Les storzapreti sont des boulettes corses de brocciu et de blettes, pochées ou directement gratinées dans une sauce tomate. Leur nom se traduit à peu près par « étouffe-prêtre », ce qui dit assez leur densité. Ce sont des boulettes sans liant, ou presque : un œuf, un peu de farine, rien de plus.
C'est précisément ce qui les rend fragiles. Il n'y a aucune chapelure pour éponger, aucun roux, aucune panure. La seule chose qui tient la boulette est le brocciu lui-même, sa matière sèche et l'œuf. Toute eau supplémentaire est de l'eau que rien n'absorbera.
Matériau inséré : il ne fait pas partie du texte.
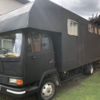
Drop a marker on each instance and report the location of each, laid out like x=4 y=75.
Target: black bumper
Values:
x=18 y=92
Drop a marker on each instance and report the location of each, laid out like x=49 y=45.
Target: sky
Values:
x=84 y=8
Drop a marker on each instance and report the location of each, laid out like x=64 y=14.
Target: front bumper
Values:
x=18 y=92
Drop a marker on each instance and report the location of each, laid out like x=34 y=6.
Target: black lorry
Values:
x=43 y=45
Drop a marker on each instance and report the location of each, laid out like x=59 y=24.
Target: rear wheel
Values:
x=47 y=90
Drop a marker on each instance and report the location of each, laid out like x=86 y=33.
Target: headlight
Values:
x=16 y=81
Or une blette blanchie est une éponge. Elle retient facilement plus de la moitié de son poids en eau, et cette eau ne se voit pas : le vert paraît sec au toucher alors qu'il en est gorgé. Elle ressort à la chaleur du four, exactement au moment où la boulette a besoin de se raffermir.
Le geste est donc brutal et il faut y aller franchement : on presse la blette blanchie dans un linge, à deux mains, jusqu'à ce que plus rien ne coule. Sur un kilo de blettes crues, il reste environ deux cents grammes de vert utilisable. C'est normal, et c'est la recette.